Updated: Apr 11, 2022
There is little or nothing outside of existing federal law (e.g., the ADA and Titles IV and VI of the Civil Rights Act of 1964) preventing a private employer for imposing a vaccine mandate on its employees, which is a matter that I discuss in my upcoming piece on State Police Power: Religious Freedom: Objections to State COVID 19 Vaccine Mandates
by Christian civil trial attorney RL Johnson
So, let’s start with clarifying how the law defines a Sincerely Held Religious Belief, Practice, Or Observance?

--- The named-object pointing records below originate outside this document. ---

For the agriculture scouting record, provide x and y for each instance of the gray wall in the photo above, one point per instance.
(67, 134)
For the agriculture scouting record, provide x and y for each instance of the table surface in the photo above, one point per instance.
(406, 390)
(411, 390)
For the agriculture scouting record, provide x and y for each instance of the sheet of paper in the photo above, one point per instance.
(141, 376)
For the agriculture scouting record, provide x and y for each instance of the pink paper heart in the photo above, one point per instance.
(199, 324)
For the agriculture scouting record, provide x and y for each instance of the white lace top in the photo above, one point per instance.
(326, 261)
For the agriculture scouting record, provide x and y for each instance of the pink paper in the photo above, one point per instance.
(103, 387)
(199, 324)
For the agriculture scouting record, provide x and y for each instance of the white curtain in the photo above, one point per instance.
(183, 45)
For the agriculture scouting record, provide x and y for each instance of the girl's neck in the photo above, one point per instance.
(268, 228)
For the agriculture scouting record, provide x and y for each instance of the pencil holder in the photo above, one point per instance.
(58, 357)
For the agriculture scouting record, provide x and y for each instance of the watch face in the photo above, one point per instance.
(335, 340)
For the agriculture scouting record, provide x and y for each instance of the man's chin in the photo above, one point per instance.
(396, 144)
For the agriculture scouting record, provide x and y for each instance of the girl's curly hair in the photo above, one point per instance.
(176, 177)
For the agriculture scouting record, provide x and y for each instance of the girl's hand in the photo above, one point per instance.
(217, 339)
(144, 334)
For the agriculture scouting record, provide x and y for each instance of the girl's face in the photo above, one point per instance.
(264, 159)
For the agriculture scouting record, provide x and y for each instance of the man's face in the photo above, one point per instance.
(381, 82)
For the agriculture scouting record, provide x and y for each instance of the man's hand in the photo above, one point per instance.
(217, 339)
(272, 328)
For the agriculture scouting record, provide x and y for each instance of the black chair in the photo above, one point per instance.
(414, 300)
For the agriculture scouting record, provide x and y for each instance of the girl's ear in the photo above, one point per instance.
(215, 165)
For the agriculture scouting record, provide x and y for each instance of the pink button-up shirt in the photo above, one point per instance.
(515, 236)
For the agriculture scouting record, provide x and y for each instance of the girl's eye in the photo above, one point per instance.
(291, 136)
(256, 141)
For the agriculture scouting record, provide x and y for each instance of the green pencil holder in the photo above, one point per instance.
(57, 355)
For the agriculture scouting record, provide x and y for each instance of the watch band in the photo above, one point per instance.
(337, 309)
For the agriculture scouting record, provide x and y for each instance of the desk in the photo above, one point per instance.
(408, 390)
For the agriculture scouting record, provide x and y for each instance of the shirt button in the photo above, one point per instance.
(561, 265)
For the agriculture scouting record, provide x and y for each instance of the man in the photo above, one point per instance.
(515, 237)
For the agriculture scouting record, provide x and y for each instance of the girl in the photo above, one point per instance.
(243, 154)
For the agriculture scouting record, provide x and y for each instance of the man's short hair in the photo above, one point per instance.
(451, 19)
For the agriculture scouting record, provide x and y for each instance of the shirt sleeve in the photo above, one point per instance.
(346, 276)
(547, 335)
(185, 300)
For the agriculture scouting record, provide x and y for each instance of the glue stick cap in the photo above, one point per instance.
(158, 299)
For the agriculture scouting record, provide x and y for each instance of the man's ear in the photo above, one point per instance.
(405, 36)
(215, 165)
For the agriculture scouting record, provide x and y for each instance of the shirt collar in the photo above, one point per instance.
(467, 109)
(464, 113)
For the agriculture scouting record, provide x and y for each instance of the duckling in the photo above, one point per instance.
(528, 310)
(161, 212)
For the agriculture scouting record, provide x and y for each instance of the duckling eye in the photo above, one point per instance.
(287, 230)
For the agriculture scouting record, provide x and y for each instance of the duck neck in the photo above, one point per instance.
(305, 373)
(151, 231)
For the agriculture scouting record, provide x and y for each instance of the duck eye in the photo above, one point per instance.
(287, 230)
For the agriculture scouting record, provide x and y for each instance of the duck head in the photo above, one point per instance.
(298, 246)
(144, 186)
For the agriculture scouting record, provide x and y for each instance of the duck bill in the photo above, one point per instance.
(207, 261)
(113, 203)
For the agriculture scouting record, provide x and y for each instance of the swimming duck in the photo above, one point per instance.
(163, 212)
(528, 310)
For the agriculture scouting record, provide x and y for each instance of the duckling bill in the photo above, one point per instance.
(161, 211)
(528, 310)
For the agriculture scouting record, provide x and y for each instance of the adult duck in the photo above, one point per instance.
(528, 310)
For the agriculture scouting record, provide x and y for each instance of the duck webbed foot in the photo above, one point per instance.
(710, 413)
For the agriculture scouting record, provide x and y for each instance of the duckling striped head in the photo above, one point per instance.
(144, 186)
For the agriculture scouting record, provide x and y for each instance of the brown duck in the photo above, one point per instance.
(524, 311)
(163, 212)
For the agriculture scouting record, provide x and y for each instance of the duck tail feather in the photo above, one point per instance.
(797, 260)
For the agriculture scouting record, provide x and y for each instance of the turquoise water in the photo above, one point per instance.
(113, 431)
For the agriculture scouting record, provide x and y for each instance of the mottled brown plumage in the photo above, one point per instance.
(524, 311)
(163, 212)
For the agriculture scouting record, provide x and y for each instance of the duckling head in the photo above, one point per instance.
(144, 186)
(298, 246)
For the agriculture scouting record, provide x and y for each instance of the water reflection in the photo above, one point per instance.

“In most cases whether or not a practice or belief is religious is not at issue. However, in those cases in which the issue does exist, the [government defines] religious practices to include moral or ethical beliefs as to what is right and wrong which are sincerely held with the strength of traditional religious views. This standard was developed in United States v. Seeger, 380 U.S. 163 (1965) and Welsh v. United States, 398 U.S. 333 (1970).

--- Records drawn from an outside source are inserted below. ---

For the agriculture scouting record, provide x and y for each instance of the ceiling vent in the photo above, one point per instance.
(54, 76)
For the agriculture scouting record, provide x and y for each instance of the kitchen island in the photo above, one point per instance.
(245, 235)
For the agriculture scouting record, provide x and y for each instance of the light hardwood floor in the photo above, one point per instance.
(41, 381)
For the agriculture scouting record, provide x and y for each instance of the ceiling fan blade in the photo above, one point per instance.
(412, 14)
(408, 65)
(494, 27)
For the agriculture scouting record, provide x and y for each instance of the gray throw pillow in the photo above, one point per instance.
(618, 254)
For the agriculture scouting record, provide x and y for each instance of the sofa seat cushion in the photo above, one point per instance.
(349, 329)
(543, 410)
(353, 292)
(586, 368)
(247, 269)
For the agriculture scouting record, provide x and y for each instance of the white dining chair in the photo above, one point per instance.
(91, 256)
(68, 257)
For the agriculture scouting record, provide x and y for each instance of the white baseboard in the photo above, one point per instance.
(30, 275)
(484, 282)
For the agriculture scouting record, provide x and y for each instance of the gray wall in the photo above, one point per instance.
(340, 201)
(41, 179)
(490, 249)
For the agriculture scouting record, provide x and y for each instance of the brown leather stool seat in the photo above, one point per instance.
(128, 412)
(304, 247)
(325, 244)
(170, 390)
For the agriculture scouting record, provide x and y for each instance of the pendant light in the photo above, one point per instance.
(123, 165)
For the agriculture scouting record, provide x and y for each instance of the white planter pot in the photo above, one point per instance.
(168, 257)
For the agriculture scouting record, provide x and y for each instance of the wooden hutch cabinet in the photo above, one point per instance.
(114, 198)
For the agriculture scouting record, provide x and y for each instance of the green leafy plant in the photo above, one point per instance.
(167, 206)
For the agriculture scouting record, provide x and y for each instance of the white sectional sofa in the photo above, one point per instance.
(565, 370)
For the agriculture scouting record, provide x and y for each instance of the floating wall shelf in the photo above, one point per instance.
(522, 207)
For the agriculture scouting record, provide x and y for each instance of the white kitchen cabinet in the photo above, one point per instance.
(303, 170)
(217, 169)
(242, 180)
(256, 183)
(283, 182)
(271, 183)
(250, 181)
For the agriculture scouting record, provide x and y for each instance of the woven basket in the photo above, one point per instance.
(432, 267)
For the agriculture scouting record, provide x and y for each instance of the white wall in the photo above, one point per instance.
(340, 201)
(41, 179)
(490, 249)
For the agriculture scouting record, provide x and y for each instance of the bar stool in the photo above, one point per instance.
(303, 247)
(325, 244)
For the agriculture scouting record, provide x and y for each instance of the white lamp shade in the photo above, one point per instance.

With this definition in hand, the first thing that I want you to take away from this video is that all of the federal mandates discussed here are subject to certain federal laws protecting a sincerely held religious belief, practice, or observance.

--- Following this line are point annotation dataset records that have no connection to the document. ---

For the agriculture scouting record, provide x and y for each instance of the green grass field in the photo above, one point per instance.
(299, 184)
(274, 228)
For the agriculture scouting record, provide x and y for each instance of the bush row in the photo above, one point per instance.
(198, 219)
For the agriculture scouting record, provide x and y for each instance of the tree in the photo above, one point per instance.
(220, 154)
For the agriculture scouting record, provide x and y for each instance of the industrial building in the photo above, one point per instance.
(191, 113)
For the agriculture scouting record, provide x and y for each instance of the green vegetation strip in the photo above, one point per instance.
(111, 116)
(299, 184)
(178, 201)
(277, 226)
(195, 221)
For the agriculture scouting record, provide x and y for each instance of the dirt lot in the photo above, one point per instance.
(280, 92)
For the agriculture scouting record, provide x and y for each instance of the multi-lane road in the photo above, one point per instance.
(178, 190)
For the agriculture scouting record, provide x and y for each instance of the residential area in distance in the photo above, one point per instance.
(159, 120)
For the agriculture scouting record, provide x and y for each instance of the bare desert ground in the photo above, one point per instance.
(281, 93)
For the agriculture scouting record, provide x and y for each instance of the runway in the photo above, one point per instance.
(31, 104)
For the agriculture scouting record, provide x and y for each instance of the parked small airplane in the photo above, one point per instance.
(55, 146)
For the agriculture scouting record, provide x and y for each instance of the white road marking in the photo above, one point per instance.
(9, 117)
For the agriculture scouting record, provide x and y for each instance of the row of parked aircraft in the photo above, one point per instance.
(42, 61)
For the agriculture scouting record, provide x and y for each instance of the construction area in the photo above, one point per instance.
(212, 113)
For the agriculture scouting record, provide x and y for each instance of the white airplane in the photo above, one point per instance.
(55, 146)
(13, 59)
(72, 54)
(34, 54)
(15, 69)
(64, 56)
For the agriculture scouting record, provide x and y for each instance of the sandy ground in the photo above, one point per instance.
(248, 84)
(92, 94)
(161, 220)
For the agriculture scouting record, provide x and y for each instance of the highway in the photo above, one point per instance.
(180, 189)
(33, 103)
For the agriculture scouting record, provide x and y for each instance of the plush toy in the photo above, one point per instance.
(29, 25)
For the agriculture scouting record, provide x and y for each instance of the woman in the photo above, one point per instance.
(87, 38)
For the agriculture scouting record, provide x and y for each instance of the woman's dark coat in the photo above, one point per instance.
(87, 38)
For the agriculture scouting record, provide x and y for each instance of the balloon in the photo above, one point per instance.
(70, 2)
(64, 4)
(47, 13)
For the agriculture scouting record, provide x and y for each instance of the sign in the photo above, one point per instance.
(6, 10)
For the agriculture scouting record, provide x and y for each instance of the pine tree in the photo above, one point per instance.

Now let’s get into the meat of what’s been done thus far at the federal level.
Because Congress has not yet enacted a law mandating vaccinations, the mandates that have come out of the federal government have come from the executive branch. Primary among them are:
The President’s Federal Employee Mandate ENJOINED in PART
The President’s Federal Contractor Mandate ENJOINED Nationwide
The Occupational Safety and Health Administration’s (“OSHA”) Large-Employer Vaccination and Testing Mandate ENJOINED by SCOTUS & WITHDRAWN by OSHA
The Office of Head Start’s Head Start Mandate ENJOINED PENDING LITIGATION
The Centers for Medicare & Medicaid Services’ (“CMS”) Medicare/Medicaid Provider Mandate remains IN FULL EFFECT
Even though most of the federal mandates have been temporarily disabled, the courts’ reasoning for enjoining or limiting the power of the federal government is instructive as further attempted government overreach is inevitable.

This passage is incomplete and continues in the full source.